Eine jüdische Familie reinigt vor Pessach das Haus von "Chametz", gesäuertem Brot. So auch in der Küche.
Konstruktiv

Alice nimmt's wunder: Wie eine Zürcher Familie Pessach vorbereitet

Pessach erinnert an den Auszug der Juden aus Ägypten. Die Pessach-Vorbereitungen bedeuten für die Zürcher Familie Gellis «Stress». Warum das so ist, worauf die Familie achten muss und was ihr Pessach bedeutet, erzählt sie in «Alice nimmt’s wunder».

Reporterin Alice Küng besucht eine jüdische Familie in Zürich. Am Freitag beginnt Pessach – eines der wichtigsten jüdischen Feste. Es erinnert an den Auszug aus Ägypten.

Schon einige Tage vor dem Fest beginnen die Vorbereitungen. Eine jüdische Familie säubert dabei das ganze Haus von «Chametz», was so viel wie gesäuertes Brot bedeutet.

Keine Zeit gehabt für die Teigruhe

Als Alice von «Alice nimmt’s wunder» Familie Gellis im Zürcher Quartier Enge besucht, sind die drei Kinder bereits im Bett und die Eltern daran, den Haushalt sauber zu bekommen. Vater Eytan Gellis holt gerade eine Kartonschachtel mit Töpfen und anderem Küchengeschirr aus dem Keller. Diese sind rein, also «kosher für Pessach», wie es heisst. Deshalb kommen sie speziell während des mehrtägigen Pessachfests zum Einsatz. Die Mutter Michal Gellis sorgt im Wohnzimmer für Ordnung und erklärt Alice, was hinter dem Reinigungsritual steckt.

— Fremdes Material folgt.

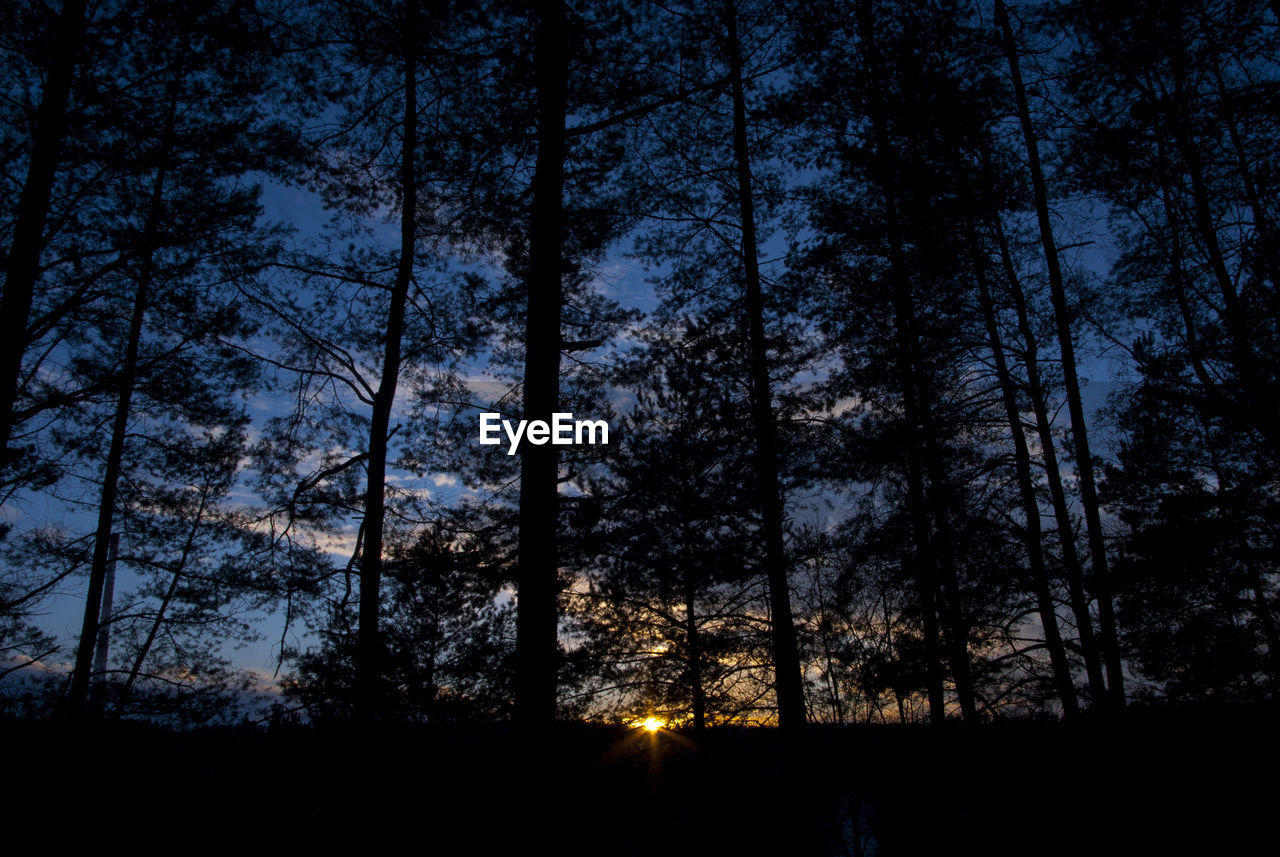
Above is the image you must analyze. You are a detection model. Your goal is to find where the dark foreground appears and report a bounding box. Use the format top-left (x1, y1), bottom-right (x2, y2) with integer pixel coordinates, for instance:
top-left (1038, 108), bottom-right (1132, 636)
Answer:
top-left (0, 707), bottom-right (1280, 857)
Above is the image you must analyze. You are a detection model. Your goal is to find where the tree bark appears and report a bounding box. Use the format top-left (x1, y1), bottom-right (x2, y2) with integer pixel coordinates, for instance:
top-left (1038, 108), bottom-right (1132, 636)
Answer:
top-left (996, 0), bottom-right (1125, 710)
top-left (724, 1), bottom-right (805, 732)
top-left (858, 0), bottom-right (946, 725)
top-left (516, 0), bottom-right (568, 727)
top-left (966, 214), bottom-right (1080, 720)
top-left (0, 0), bottom-right (87, 468)
top-left (992, 211), bottom-right (1107, 705)
top-left (356, 0), bottom-right (419, 720)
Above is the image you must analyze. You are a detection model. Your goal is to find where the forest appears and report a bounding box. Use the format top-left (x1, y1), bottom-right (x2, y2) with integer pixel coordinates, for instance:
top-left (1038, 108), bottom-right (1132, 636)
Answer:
top-left (0, 0), bottom-right (1280, 854)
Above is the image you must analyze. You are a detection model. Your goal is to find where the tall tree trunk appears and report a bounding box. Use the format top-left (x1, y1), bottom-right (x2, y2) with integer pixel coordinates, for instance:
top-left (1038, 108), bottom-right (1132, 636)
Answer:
top-left (70, 77), bottom-right (182, 711)
top-left (965, 213), bottom-right (1080, 720)
top-left (516, 0), bottom-right (568, 727)
top-left (919, 409), bottom-right (978, 725)
top-left (858, 0), bottom-right (946, 725)
top-left (684, 562), bottom-right (707, 733)
top-left (0, 0), bottom-right (87, 469)
top-left (992, 211), bottom-right (1107, 705)
top-left (996, 0), bottom-right (1125, 710)
top-left (116, 486), bottom-right (210, 711)
top-left (356, 0), bottom-right (419, 720)
top-left (724, 1), bottom-right (805, 732)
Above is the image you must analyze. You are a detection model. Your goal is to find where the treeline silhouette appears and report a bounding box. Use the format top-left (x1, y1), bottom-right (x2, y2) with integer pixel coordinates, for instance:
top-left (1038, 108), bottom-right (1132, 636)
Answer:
top-left (0, 0), bottom-right (1280, 734)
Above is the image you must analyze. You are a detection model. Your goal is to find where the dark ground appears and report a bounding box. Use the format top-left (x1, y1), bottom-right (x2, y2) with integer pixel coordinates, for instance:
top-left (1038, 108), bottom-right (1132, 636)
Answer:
top-left (0, 706), bottom-right (1280, 857)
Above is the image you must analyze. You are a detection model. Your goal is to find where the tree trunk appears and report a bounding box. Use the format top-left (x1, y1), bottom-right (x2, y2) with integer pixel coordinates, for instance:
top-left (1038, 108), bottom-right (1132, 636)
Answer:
top-left (724, 3), bottom-right (805, 732)
top-left (858, 0), bottom-right (946, 725)
top-left (996, 0), bottom-right (1125, 710)
top-left (992, 211), bottom-right (1107, 705)
top-left (70, 78), bottom-right (182, 711)
top-left (0, 0), bottom-right (87, 468)
top-left (965, 221), bottom-right (1080, 720)
top-left (516, 0), bottom-right (568, 727)
top-left (356, 0), bottom-right (419, 720)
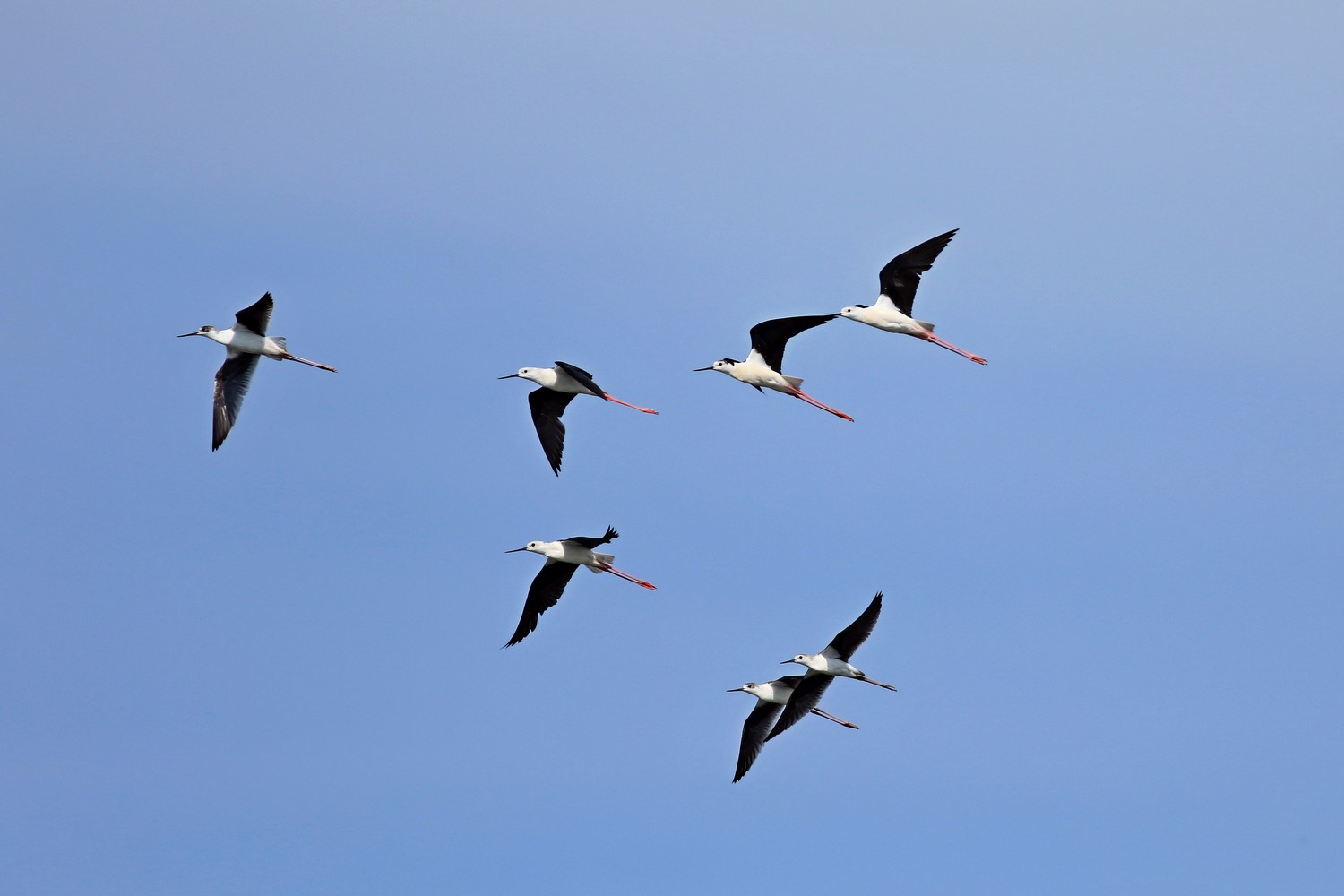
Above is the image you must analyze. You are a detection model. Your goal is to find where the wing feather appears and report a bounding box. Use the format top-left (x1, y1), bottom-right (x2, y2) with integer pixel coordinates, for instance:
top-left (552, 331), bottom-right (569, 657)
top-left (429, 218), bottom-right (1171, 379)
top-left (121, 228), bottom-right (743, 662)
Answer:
top-left (733, 699), bottom-right (784, 783)
top-left (752, 314), bottom-right (840, 371)
top-left (210, 352), bottom-right (261, 452)
top-left (234, 293), bottom-right (276, 336)
top-left (766, 669), bottom-right (835, 740)
top-left (878, 229), bottom-right (957, 315)
top-left (527, 387), bottom-right (574, 476)
top-left (822, 591), bottom-right (882, 662)
top-left (504, 559), bottom-right (578, 648)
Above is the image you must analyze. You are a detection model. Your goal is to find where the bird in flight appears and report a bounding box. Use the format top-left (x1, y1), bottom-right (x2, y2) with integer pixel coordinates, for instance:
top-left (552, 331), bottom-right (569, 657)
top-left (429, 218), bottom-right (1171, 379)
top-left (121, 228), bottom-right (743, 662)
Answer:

«Chametz», also «Gesäuertes», umfasst Getreideprodukte, die durch ein Triebmittel zum Aufgehen gebracht wurden, sei das durch ein Gemisch aus Milchsäurebakterien und Hefe wie im Sauerteig, oder auch durch Hefe allein.

In der Torah steht, dass den Juden bei ihrer Flucht aus Ägypten keine Zeit mehr blieb, den Brotteig durch einen Sauerteig aufgehen zu lassen. Und daran soll der Verzicht auf Chamez an Pessach wie auch die Reinigung davor im Haus erinnern.

Versteckte Brotstücke im Haus

Stattdessen gibt es an Pessach Mazza: Das ist ungesäuertes Brot. Bestandteile: nur Wasser und Mehl. Ausserdem darf bei der Herstellung das Mehl vor dem Backen nicht länger als 18 Minuten in Kontakt mit dem Wasser gewesen sein.

Am Abend singt die Familie ein Lied, in dem es um Chametz und Matze geht, also zwei Arten von Getreideprodukten.
Am Abend singt die Familie ein Lied, in dem es um Chametz und Matze geht, also zwei Arten von Getreideprodukten.

Alice besucht die Familie auch noch an einem weiteren Abend. Nun erlebt sie einen Brauch: Die Kinder packen einige Chametz-Stücke in Zeitungspapier ein und verstecken diese in der Wohnung. Das Licht wird gelöscht und Vater Eytan Gellis muss die versteckten Brotstücke finden. Anschliessend kommt die Familie auf dem Sofa zusammen und singt gemeinsam ein Lied über Chamez und Mazza.

Für ihn bedeuteten diese Vorbereitungen jeweils «Stress», sagt Eytan Gellis gegenüber Alice. Noch seien die Kinder klein und noch nicht in der Lage, mitzuhelfen. Für die Reinigung bleibe erst abends nach der Arbeit Zeit. «Ich finde es immer sehr aufwändig. Ich bin jeweils froh, wenn wir fertig sind, in den Schabbat gehen und dann in Pessach», sagt Gellis. Mit dem Fest beginne dann der schöne Teil. 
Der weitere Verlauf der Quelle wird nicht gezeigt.